AGI is not possible even in 10 years MD ZAID ANWAR 7 min read · Just now Just now -- Listen Share
Every few months, we hear another confident prediction: AGI by 2026, superintelligence by 2027. The CEOs of major AI companies paint a picture of machine intelligence surpassing humans just around the corner, but when you look past the headlines and listen to the researchers actually building these systems, a different story emerges.
The Researchers Who Actually Build AI Are More Cautious
Let’s start with the people who understand these systems from the ground up, not from the boardroom.
Yann LeCun, Meta’s Chief AI Scientist and one of the godfathers of deep learning, has been remarkably consistent: current large language models won’t get us to human level intelligence. In recent interview, he explained that most human knowledge doesn’t come from text it comes from our experience with the physical world in our first years of life. LLMs miss this entirely. They can write eloquently about gravity but have never dropped a ball. They can describe a cat but have never felt fur. This isn’t a minor gap; it’s a fundamental limitation. LeCun thinks we need completely different approaches, including what he calls “world models,” before we can talk seriously about AGI. His timeline? At least a decade, probably much longer.
Ilya Sutskever, who co-founded OpenAI and recently started his own company Safe Superintelligence, has a nuanced view. In his most recent interview, he made a crucial distinction: we’re shifting from an “age of scaling” back to an “age of research.” What does that mean? Simply throwing more computing power and data at current models isn’t working anymore. The easy gains are done. He estimates AGI could take anywhere from 5 to 20 years, and importantly, he frames it as a set of open research problems, not an engineering challenge where we just need to turn the knobs higher.

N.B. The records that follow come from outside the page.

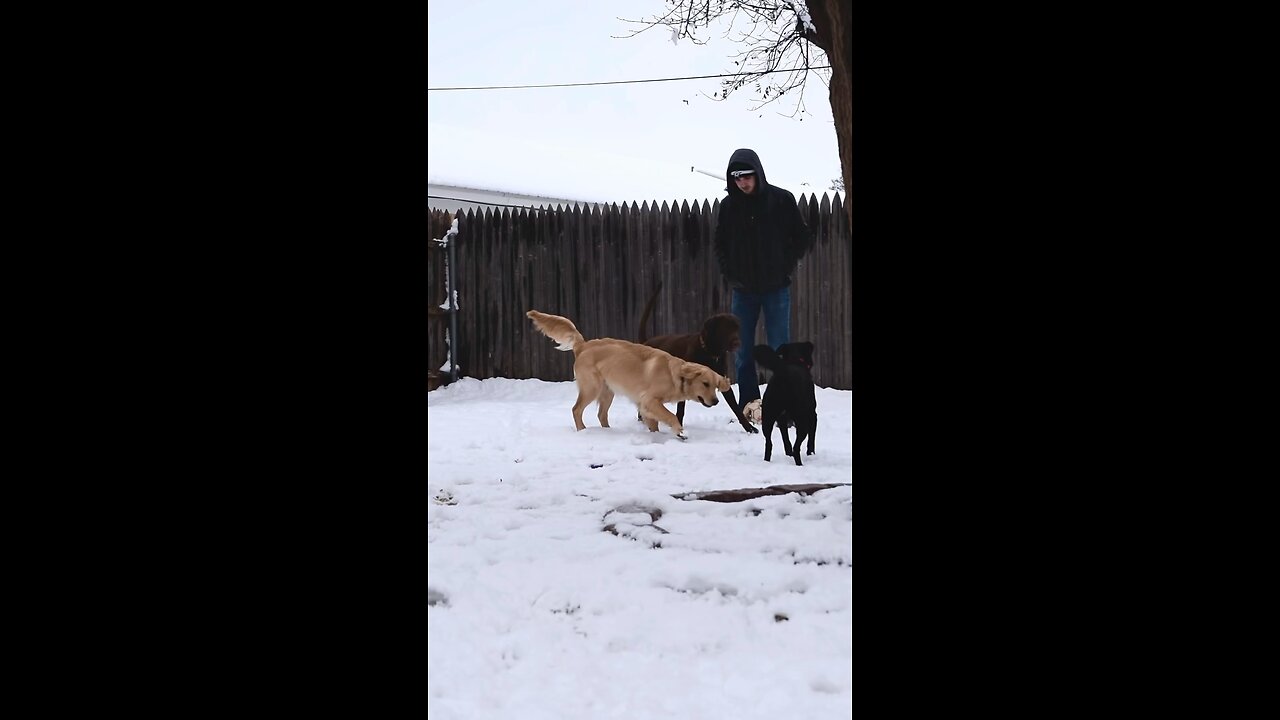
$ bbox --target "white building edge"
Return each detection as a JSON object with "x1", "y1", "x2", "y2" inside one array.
[{"x1": 428, "y1": 182, "x2": 603, "y2": 216}]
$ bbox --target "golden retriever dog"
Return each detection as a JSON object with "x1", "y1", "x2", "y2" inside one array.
[{"x1": 526, "y1": 310, "x2": 731, "y2": 440}]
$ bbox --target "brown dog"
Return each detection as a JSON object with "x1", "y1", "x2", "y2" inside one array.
[
  {"x1": 526, "y1": 310, "x2": 730, "y2": 439},
  {"x1": 637, "y1": 282, "x2": 758, "y2": 434}
]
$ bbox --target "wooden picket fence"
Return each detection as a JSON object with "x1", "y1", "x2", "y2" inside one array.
[{"x1": 428, "y1": 193, "x2": 850, "y2": 390}]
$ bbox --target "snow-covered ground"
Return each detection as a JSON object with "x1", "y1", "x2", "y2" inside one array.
[{"x1": 428, "y1": 377, "x2": 853, "y2": 719}]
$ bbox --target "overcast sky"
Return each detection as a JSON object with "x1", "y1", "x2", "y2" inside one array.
[{"x1": 427, "y1": 0, "x2": 843, "y2": 206}]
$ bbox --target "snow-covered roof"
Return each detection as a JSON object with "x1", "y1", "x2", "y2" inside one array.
[{"x1": 428, "y1": 122, "x2": 731, "y2": 207}]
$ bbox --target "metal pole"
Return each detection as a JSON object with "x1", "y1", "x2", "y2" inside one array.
[{"x1": 448, "y1": 228, "x2": 459, "y2": 383}]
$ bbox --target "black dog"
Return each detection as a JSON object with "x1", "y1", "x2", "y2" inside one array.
[
  {"x1": 752, "y1": 342, "x2": 817, "y2": 465},
  {"x1": 637, "y1": 282, "x2": 757, "y2": 433}
]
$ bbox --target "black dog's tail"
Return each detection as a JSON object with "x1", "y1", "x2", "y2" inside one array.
[
  {"x1": 752, "y1": 344, "x2": 782, "y2": 371},
  {"x1": 637, "y1": 281, "x2": 663, "y2": 344}
]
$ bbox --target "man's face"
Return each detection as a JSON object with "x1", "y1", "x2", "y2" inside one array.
[{"x1": 733, "y1": 173, "x2": 757, "y2": 195}]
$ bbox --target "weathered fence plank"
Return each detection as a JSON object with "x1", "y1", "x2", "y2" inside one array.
[{"x1": 429, "y1": 193, "x2": 851, "y2": 390}]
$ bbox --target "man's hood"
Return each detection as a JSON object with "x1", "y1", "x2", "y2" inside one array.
[{"x1": 724, "y1": 148, "x2": 769, "y2": 196}]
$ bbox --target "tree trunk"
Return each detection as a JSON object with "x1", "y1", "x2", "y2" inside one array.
[{"x1": 803, "y1": 0, "x2": 852, "y2": 232}]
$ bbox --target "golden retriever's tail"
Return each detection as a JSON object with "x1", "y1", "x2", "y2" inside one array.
[
  {"x1": 637, "y1": 281, "x2": 662, "y2": 344},
  {"x1": 526, "y1": 310, "x2": 586, "y2": 355}
]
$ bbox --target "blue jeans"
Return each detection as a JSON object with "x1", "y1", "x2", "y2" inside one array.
[{"x1": 731, "y1": 286, "x2": 790, "y2": 405}]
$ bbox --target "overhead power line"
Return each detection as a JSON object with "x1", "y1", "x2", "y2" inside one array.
[{"x1": 427, "y1": 65, "x2": 831, "y2": 92}]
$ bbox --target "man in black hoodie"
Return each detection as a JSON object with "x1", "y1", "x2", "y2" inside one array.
[{"x1": 713, "y1": 148, "x2": 813, "y2": 410}]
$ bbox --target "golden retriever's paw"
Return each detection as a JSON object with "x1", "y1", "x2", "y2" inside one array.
[{"x1": 675, "y1": 431, "x2": 688, "y2": 441}]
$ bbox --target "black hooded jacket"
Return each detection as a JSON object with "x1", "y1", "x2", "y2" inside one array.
[{"x1": 713, "y1": 148, "x2": 813, "y2": 293}]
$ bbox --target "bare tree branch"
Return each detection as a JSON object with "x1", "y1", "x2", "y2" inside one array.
[
  {"x1": 617, "y1": 0, "x2": 852, "y2": 234},
  {"x1": 617, "y1": 1, "x2": 829, "y2": 116}
]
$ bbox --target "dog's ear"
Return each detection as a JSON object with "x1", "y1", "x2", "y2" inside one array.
[
  {"x1": 794, "y1": 341, "x2": 814, "y2": 364},
  {"x1": 779, "y1": 341, "x2": 814, "y2": 365},
  {"x1": 679, "y1": 362, "x2": 704, "y2": 381},
  {"x1": 717, "y1": 374, "x2": 730, "y2": 391},
  {"x1": 752, "y1": 344, "x2": 779, "y2": 366}
]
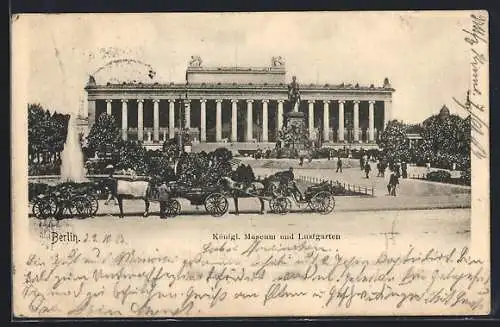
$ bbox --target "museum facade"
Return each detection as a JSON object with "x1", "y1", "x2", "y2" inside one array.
[{"x1": 84, "y1": 58, "x2": 395, "y2": 150}]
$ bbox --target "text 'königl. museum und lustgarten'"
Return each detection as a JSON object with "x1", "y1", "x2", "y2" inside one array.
[{"x1": 83, "y1": 56, "x2": 395, "y2": 151}]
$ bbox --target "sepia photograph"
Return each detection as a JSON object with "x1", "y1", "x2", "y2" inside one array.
[{"x1": 11, "y1": 11, "x2": 490, "y2": 318}]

Andrej Karpathy, OpenAI co-founder and former head of AI at Tesla, goes even further. In a October 2025 podcast, he said we’re looking at the “decade of agents,” not the “year of agents.” His reasoning is grounded in daily reality: current AI agents are impressive for boilerplate code, but they struggle with anything remotely novel. They’ll loop through the same mistakes repeatedly. They can’t learn on the job. They lack what he calls “cognitive” capabilities that would let them function like even a junior intern. His timeline for truly useful agents? About ten years.
So Why Are CEOs Saying 2–3 Years?
This is where things get interesting. Sam Altman of OpenAI talks about AGI arriving in “a few thousand days.” Dario Amodei of Anthropic suggests 2026 or 2027. These aren’t stupid people they’re smart businesspeople operating in a very specific context.
Here’s what matters: these companies need to raise enormous amounts of money. We’re talking billions, soon trillions, for data centers and computing infrastructure. When you’re asking investors for that kind of capital, “maybe in 20 years if we solve several fundamental research problems” isn’t a compelling pitch. “AGI in 2-3 years” is.